Put the new pads on after pushing the pistons into the caliper and they just come back out again so that there is no space between the pads so I can't get the disc in. Grrr.

Comments

  • lpretro1
    lpretro1 Posts: 237
    Prob too much fluid in system. Let a little out and they will be fine
  • joelsim
    joelsim Posts: 7,552
    Fixed. By tapping a flat screwdriver in between the pads and leaving it for a few minutes, then getting the wheel nearly in position before removing the screwdriver.

    Unorthodox, and wrong, but having just taken it for a spin, all seems well!
  • crankycrank
    crankycrank Posts: 1,830
    lpretro1 wrote:
    Prob too much fluid in system. Let a little out and they will be fine
    ^^^This. And you may end up with some brake drag if you don't let out some fluid. The drag can also create plenty of heat which on a long downhill could lock up your wheel due to the expansion of the parts and no way for the pistons to retract.
  • joelsim
    joelsim Posts: 7,552
    But why would it have too much fluid in the system? None has ever been added to my knowledge since I bought it, and this was the first, albeit very overdue, brake pad change after many thousands of miles.
  • homers_double
    homers_double Posts: 8,279
    Sorry but you're all wrong, the reservoirs will compensate for pad wear, just force the pistons back into the caliper, fit new pads and bed them in.

    If they're sticking then hold one side in (used the old pad though) with a flat bladed screwdriver and pump the lever to push the opposite side out a tad. Push it back and repeat a few times.

    Do the same for the other pad as the fluid lubricates the seals.
    Advocate of disc brakes.
  • joelsim
    joelsim Posts: 7,552
    After 24 hours of sitting the pads are now completely dragging on the disc. Bike shop here I come.
  • joelsim
    joelsim Posts: 7,552
    My LBS has suggested that Avid Elixirs are known to be problematic and that I could consider swapping to Shimano XT which will be about £110 fitted.

    Worth it?
  • homers_double
    homers_double Posts: 8,279
    Avids are good brakes however they are a bastard to bleed (you need to do it in a vacume I think).

    XT's are the best brakes I've owned and even though I'm now running XTR's I still prefere the feel of the XT's.

    I'd still go with my lubricating tip, I do every time I remove any pads.
    Advocate of disc brakes.
  • joelsim
    joelsim Posts: 7,552
    OK I will try to give this a go.

    The problem I had is that initially, even though I had pushed them back in, there was no gap to get the rotor through. So I then pretty much forced them back in by hammering the screwdriver in between them.

    Took the bike for a spin and all fine and dandy. Thought it was done.

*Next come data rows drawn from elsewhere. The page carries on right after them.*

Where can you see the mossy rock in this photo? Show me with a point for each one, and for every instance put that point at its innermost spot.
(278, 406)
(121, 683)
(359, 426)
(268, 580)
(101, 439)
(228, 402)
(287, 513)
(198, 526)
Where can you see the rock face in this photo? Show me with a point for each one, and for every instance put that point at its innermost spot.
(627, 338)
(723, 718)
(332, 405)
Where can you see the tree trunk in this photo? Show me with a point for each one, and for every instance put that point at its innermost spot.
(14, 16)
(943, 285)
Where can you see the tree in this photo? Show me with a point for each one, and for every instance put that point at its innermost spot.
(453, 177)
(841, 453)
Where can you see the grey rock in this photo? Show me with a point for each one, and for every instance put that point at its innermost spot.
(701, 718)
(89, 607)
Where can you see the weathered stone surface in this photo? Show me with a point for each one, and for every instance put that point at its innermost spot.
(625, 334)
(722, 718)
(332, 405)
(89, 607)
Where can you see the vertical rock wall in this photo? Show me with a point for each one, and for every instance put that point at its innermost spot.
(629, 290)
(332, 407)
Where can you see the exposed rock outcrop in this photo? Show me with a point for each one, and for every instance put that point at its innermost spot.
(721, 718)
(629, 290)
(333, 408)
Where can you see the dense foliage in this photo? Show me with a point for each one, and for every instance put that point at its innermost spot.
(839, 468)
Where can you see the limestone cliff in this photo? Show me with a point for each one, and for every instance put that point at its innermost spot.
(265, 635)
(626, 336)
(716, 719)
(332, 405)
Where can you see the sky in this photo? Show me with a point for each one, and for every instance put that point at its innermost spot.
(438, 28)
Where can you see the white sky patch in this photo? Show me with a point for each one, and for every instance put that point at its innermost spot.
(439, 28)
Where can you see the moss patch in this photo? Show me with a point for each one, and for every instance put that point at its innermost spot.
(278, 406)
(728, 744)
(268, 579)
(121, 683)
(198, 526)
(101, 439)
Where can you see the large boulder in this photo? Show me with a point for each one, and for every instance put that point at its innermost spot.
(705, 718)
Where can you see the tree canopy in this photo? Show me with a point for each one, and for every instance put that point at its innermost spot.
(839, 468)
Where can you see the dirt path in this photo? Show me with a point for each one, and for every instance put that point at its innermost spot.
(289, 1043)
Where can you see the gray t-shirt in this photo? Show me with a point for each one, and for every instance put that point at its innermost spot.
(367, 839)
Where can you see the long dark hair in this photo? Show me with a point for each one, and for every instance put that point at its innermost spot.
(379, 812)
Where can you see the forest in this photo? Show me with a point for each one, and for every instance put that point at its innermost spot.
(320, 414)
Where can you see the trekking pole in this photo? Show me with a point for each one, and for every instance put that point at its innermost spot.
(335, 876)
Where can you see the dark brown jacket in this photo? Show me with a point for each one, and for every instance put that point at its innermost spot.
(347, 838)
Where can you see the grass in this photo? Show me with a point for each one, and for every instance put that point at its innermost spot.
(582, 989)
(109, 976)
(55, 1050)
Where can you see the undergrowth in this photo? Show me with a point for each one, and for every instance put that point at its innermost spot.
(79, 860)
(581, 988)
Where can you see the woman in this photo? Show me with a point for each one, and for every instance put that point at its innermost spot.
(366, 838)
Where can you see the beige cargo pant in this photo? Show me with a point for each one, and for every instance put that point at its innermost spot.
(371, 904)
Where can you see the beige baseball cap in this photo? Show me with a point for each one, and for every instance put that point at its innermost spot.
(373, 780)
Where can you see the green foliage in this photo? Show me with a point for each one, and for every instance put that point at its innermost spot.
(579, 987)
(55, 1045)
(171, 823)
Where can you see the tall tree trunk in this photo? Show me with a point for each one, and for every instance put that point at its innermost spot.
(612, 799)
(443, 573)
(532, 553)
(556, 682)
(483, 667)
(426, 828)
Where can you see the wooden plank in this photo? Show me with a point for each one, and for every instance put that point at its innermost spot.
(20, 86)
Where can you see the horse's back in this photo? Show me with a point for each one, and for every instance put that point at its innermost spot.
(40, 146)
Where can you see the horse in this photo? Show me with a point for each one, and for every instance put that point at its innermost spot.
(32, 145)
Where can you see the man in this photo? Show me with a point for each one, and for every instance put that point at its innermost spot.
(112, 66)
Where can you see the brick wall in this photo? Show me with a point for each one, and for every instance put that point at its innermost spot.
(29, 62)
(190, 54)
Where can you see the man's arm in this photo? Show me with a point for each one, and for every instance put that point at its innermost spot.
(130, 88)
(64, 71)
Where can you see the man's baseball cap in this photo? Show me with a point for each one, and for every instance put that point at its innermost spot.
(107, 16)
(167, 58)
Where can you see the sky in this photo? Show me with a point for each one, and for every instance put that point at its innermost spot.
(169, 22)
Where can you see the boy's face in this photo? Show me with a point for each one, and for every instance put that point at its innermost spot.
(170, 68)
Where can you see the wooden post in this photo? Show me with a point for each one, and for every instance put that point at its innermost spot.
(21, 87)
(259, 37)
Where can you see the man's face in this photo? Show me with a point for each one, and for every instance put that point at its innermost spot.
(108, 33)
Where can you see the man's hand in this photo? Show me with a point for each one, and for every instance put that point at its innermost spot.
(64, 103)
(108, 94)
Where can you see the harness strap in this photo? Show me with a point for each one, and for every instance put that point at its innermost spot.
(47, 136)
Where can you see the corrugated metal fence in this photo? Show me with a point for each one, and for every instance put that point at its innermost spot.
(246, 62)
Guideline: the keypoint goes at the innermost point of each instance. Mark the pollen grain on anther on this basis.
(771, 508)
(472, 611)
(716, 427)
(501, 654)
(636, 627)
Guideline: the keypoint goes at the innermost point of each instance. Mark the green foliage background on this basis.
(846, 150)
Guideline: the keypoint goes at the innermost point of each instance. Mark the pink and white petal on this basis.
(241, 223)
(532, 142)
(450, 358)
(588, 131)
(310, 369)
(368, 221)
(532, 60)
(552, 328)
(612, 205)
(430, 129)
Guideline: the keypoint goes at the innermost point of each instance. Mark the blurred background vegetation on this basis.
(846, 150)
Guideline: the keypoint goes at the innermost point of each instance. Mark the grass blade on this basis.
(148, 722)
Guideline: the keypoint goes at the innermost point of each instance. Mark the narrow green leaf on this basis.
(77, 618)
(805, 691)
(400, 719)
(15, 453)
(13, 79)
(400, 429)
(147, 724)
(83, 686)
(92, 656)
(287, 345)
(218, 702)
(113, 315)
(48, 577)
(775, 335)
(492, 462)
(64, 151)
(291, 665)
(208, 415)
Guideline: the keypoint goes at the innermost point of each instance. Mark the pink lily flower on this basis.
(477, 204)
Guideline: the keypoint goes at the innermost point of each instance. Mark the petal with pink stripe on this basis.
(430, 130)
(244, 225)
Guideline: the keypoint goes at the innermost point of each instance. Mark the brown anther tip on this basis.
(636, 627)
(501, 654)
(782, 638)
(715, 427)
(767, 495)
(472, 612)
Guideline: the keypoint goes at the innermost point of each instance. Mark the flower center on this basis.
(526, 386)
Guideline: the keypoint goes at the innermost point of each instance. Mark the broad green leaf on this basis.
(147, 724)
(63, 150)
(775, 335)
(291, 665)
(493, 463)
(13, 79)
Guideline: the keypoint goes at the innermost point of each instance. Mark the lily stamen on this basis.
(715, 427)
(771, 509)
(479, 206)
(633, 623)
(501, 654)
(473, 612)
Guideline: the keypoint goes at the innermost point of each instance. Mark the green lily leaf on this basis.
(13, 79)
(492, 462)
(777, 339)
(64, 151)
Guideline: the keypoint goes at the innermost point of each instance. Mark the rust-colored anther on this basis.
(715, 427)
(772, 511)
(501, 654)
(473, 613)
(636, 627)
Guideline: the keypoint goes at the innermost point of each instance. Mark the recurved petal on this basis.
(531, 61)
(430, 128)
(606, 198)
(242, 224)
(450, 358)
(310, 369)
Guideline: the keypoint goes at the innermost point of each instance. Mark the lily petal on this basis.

    Then the next morning, the pads are now touching the rotor on both sides again so the back wheel hardly turns.
  • napoleond
    napoleond Posts: 5,992
    Bike shop in 'advising someone to spend money' shock!
    Insta: ATEnduranceCoaching
    ABCC Cycling Coach
  • crankycrank
    crankycrank Posts: 1,830
    Brake fluid breaks down and the system can accumulate air over time which takes up more space in the lines and not leave enough room for the pistons to retract. Did your brakes have a spongy feel with the original pads or was it solid at the lever? If it wasn't solid then your system needs bleeding and fresh fluid which may solve your problem. Push the pistons all the way in before adding new fluid and make sure you have no air trapped in the lines. The piston seals also have an internal lip which retracts the piston away from the rotor when the lever is released. Sometimes these can get jostled out of place such as when installing new pads which causes the piston to not retract or may even push the piston out but can usually be re-set by just pushing the piston in all the way in without any fluid in the caliper.
  • joelsim
    joelsim Posts: 7,552
    There wasn't as much travel on the lever over the last couple of weeks for sure on the affected brake. And when removed the pads were worn down to be almost non existent.

    If I pumped the brake a couple of time then the levers seemed to be ok again and normal.
  • southdownswolf
    southdownswolf Posts: 1,525
    I started to have similar problems with my Elixir CR's, so I bled them with a kit from Epic and they seem to be fine now. Maybe worth a try for £15 instead of spending £100+ on new brakes that you really should not need.

    http://www.epicbleedsolutions.com/produ ... plete-kit/

    The hardest part was getting the piston COMPLETELY back in....

    And here is a video of how to do it...

    http://www.pinkbike.com/news/tech-tuesd ... -2010.html
  • joelsim
    joelsim Posts: 7,552
    Funnily enough I bought one of those the other day! Going to try that first.
  • joelsim
    joelsim Posts: 7,552
    Oh well. Pistons buggered on the rear so a new set of Shimano XT.

    New brakes all round and £210 lighter of wallet.